- Thrombocytosis symptoms
- Thrombocytosis reasons
- Treatment of the Thrombocytosis
Thrombocytosis (thrombocytosis; a thrombocyte[s] + - Usis) — the increased maintenance of thrombocytes in blood. Distinguish primary (idiopathic) and secondary (symptomatic) thrombocytosis.)
Primary thrombocytosis (primary trombotsitemiya) belongs to myeloproliferative diseases, is clinically shown by sharp increase in blood of quantity of thrombocytes and development of a trombogemorragichesky syndrome. Disturbances of microcirculation, aggregation ability of thrombocytes (tendency of thrombocytes to aggregation increases), development of the disseminated intravascular blood coagulation with consumption of factors of a hemostasis are its cornerstone. Are ill with an identical frequency of the man and woman, is more often at the age of 50 — 60 years. At patients nasal, uterine, gastrointestinal, renal and other bleedings, ecchymomas, hypodermic hemorrhages, a cyanotic shade of skin are noted; the itch, severe pains in finger-tips of hands and legs are characteristic; the gangrenosis is possible. Activity disturbances ц.н.с can be observed. and kidneys, and also fibrinferments of large blood vessels, are more often than veins (portal, splenic, hepatic, etc.), but formation of blood clots can happen also in arteries (mesenteric, sleepy, coronal, brain, pulmonary, etc.). In blood the thrombocytosis is expressed (800 — 1200×109/л and more). In blood smears thrombocytes form large units. Existence of huge thrombocytes, and also thrombocytes with the changed form and vacuolation is typical; megacaryocytes or their fragments can be found. The quantity of leukocytes usually increases moderately (10 — 15×109/л); the leukocytic formula often does not change though the shift to the left to myelocytes is possible. At some patients the quantity of erythrocytes is slightly increased and the hemoglobin content is raised. At repeated bleedings development of an iron deficiency anemia is possible. At a marrow research in a trepanobioptata, as a rule, there is no expressed trekhrostkovy myeloid hyperplasia; increase in quantity of megacaryocytes is observed (more than 5 — 6 under review). In some cases the myelofibrosis can come to light. The spleen at most of patients is a little increased.

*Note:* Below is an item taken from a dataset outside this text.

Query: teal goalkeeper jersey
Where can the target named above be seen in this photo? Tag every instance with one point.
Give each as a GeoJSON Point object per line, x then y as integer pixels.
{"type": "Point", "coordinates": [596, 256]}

Secondary thrombocytosis meets at physiological (the physical tension, a hyperadrenalemia) and morbid conditions of an organism.
The thrombocytosis has the polyetiological nature. It can have the myeloproliferative beginning. Also the thrombocytosis meets at physiological (the physical tension, a hyperadrenalemia) and morbid conditions of an organism. The symptomatic thrombocytosis is possible after bleedings, hemolitic crises, after removal of a spleen, and also at inflammatory diseases (for example, at tuberculosis, rheumatism), malignant new growths, a myelosis, an Osler's disease, an osteomyelofibrosis, cirrhosis, a polycystosis of kidneys, Itsenko's disease — Cushing. Usually at a secondary thrombocytosis the quantity of thrombocytes seldom exceeds 1000×109/л, the morphology and their function are, as a rule, not changed.
Treatment of the Thrombocytosis:
Treatment of primary thrombocytosis is carried out by Myelosanum, miyelobromoly and other cytostatic drugs within several weeks to normalization of quantity of thrombocytes. At disturbances of microcirculation antiagregant appoint (acetylsalicylic acid, trental, etc.). In some cases the disease a long time can proceed without the expressed clinical symptomatology (with a small thrombocytosis and without trombogemorragichesky complications), at the same time treatment is not required. The forecast is rather favorable.